Some of that work is unfolding at the Center for Biocatalysis and Bioprocessing (CBB), directed by longtime Chemistry Prof. Mark Arnold since early this year. Arnold says the CBB is an academic center that also has an economic development component, in the form of a fermentation facility with 13,000 sq. ft. of lab space for development of proteins and vaccines, and a CGMP facility able to produce material that can be used for Phase 1 clinical trials.

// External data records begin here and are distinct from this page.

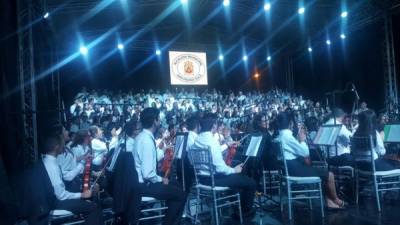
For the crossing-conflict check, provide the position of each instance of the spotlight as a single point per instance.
(267, 6)
(328, 42)
(226, 3)
(83, 50)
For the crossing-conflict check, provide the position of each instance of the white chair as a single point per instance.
(299, 188)
(381, 181)
(151, 205)
(221, 196)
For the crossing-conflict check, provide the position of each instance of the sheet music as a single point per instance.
(179, 146)
(392, 133)
(254, 145)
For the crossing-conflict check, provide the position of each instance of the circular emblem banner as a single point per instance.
(188, 68)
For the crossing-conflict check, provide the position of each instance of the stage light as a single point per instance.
(267, 6)
(226, 3)
(83, 50)
(328, 42)
(301, 10)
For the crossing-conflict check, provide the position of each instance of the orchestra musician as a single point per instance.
(367, 126)
(342, 157)
(71, 201)
(150, 183)
(226, 176)
(295, 151)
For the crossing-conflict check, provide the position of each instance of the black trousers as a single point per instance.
(188, 174)
(245, 185)
(91, 211)
(175, 199)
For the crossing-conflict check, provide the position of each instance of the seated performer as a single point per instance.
(295, 151)
(342, 157)
(226, 176)
(73, 202)
(152, 185)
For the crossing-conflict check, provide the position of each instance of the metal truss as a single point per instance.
(26, 69)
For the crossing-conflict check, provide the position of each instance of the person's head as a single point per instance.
(208, 122)
(285, 121)
(96, 132)
(338, 113)
(53, 144)
(59, 129)
(133, 128)
(150, 118)
(367, 123)
(260, 122)
(193, 124)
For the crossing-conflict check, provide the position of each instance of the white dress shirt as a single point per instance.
(292, 148)
(145, 154)
(70, 168)
(99, 150)
(54, 172)
(206, 140)
(80, 150)
(191, 139)
(343, 143)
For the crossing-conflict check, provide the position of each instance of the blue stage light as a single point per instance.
(267, 6)
(328, 42)
(83, 50)
(226, 3)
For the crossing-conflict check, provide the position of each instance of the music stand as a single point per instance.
(392, 133)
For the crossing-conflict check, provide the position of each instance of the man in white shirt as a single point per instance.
(340, 155)
(225, 175)
(152, 185)
(73, 202)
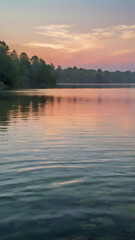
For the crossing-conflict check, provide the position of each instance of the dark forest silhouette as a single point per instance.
(23, 72)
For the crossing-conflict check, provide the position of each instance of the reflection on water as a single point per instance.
(67, 161)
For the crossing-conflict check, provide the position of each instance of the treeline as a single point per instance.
(23, 72)
(75, 75)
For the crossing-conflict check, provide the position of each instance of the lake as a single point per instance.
(67, 164)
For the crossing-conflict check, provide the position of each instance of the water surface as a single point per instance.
(67, 164)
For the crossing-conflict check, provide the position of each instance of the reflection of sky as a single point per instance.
(85, 33)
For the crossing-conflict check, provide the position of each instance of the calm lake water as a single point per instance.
(67, 164)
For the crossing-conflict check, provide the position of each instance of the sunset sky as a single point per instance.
(85, 33)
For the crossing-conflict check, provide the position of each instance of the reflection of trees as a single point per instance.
(21, 105)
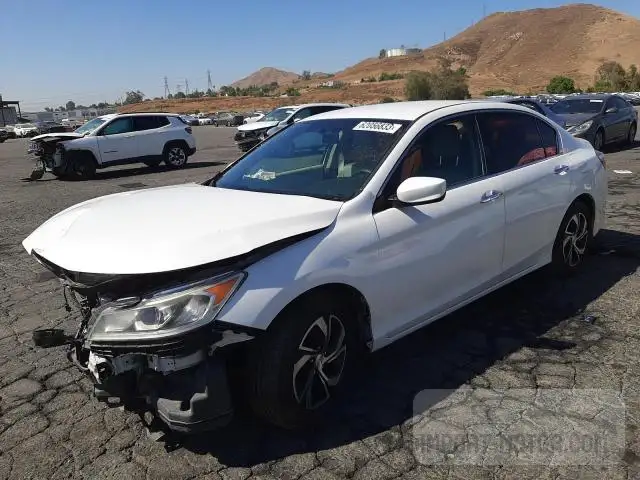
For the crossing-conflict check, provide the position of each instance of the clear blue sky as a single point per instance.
(90, 51)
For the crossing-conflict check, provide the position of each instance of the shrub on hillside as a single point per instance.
(561, 84)
(443, 83)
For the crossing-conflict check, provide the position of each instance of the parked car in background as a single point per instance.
(338, 236)
(254, 117)
(25, 130)
(249, 135)
(190, 120)
(116, 139)
(536, 106)
(11, 131)
(227, 119)
(601, 119)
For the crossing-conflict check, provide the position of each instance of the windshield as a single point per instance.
(278, 114)
(580, 105)
(331, 159)
(90, 126)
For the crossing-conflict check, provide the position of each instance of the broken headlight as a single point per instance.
(166, 313)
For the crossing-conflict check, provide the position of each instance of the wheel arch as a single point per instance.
(348, 294)
(590, 203)
(177, 141)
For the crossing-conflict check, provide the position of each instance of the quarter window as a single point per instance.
(510, 140)
(549, 139)
(120, 125)
(448, 150)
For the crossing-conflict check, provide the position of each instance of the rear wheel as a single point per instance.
(573, 239)
(175, 156)
(298, 367)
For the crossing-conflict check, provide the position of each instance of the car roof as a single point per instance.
(591, 96)
(406, 110)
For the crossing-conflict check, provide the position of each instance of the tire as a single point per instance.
(572, 240)
(598, 140)
(293, 351)
(153, 163)
(175, 155)
(631, 134)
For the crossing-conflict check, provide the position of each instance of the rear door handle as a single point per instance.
(490, 196)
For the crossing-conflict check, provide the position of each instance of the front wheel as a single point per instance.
(300, 364)
(573, 239)
(175, 156)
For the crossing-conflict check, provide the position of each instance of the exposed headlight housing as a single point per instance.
(166, 313)
(583, 127)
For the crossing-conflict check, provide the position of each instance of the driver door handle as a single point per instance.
(490, 196)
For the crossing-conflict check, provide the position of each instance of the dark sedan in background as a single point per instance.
(601, 119)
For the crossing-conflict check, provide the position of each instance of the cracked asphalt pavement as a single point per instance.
(535, 335)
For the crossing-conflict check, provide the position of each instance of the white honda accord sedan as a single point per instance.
(339, 235)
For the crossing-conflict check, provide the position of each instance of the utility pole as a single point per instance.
(4, 123)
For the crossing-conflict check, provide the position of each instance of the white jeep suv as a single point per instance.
(116, 139)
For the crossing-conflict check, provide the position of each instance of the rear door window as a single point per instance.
(510, 140)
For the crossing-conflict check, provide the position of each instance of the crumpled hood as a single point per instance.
(573, 119)
(249, 127)
(171, 228)
(59, 135)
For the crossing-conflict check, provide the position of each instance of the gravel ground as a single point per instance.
(538, 333)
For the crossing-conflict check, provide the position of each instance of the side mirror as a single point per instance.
(421, 190)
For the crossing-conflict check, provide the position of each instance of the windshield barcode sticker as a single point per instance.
(381, 127)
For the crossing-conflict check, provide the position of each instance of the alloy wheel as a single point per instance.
(323, 352)
(177, 156)
(576, 235)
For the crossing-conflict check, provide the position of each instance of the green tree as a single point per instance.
(133, 96)
(611, 77)
(561, 84)
(418, 86)
(632, 79)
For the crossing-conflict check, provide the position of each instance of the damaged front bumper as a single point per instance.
(183, 381)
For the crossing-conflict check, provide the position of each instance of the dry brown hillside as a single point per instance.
(265, 76)
(523, 50)
(519, 51)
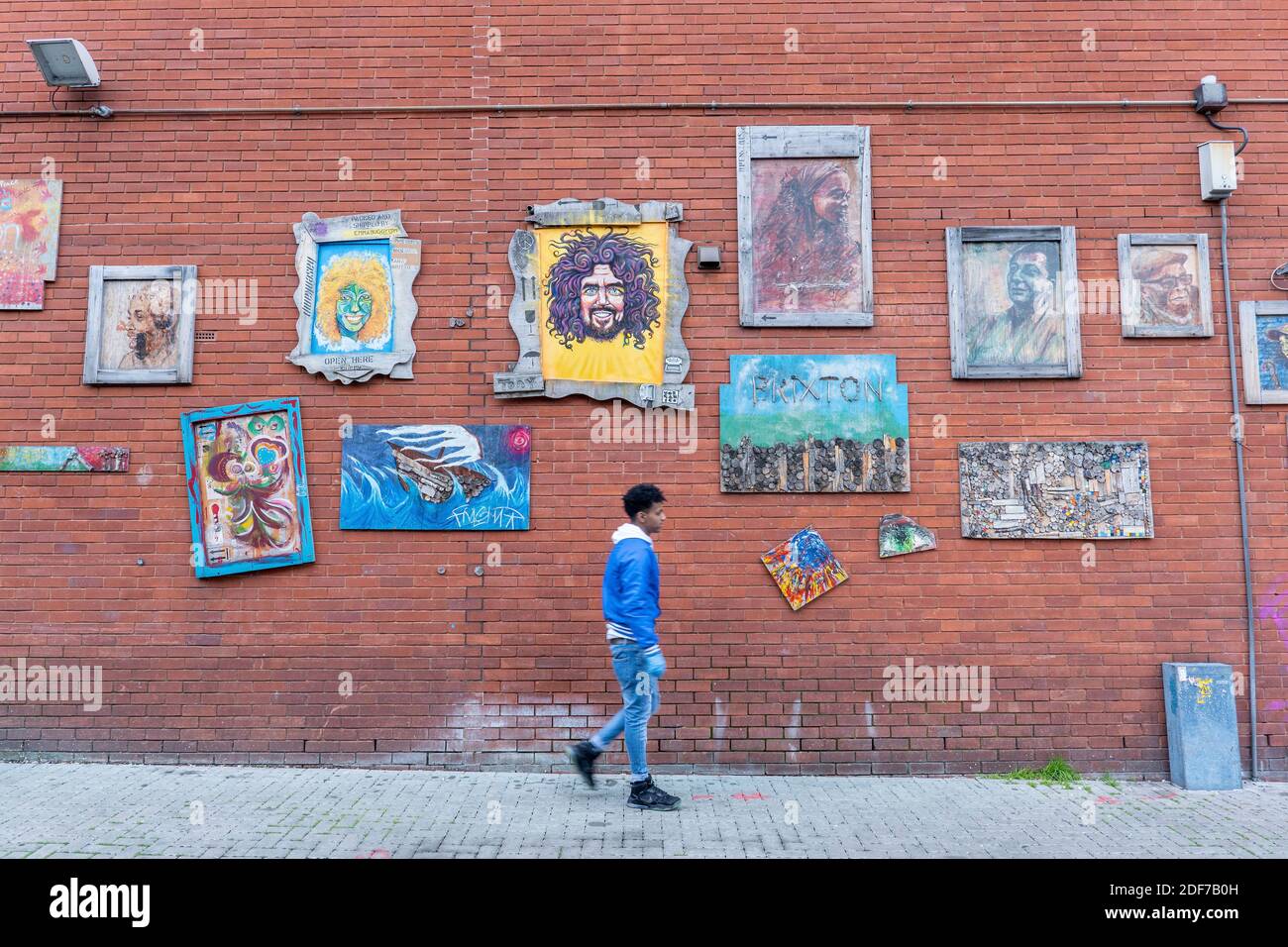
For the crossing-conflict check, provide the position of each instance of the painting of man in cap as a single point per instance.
(1166, 286)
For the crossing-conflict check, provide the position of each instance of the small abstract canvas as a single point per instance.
(901, 535)
(436, 476)
(812, 424)
(804, 567)
(54, 459)
(248, 492)
(1055, 489)
(30, 211)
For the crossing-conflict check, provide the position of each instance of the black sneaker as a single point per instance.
(647, 795)
(583, 755)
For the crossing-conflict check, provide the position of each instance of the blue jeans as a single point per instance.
(640, 699)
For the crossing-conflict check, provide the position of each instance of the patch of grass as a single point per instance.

The center has done contractual research and manufacturing work for companies large and small, from Iowa startups to multinational corporations, and employs a core staff of 20 that multiplies to between 200 and 300 when you start counting all the faculty and graduate students in the mix.
“You might think a multinational would have the resources to do this kind of work in-house,” Arnold says, but they often find it more cost-effective and quicker to work with the CBB, “and they also get the benefit of the research expertise within the faculty.”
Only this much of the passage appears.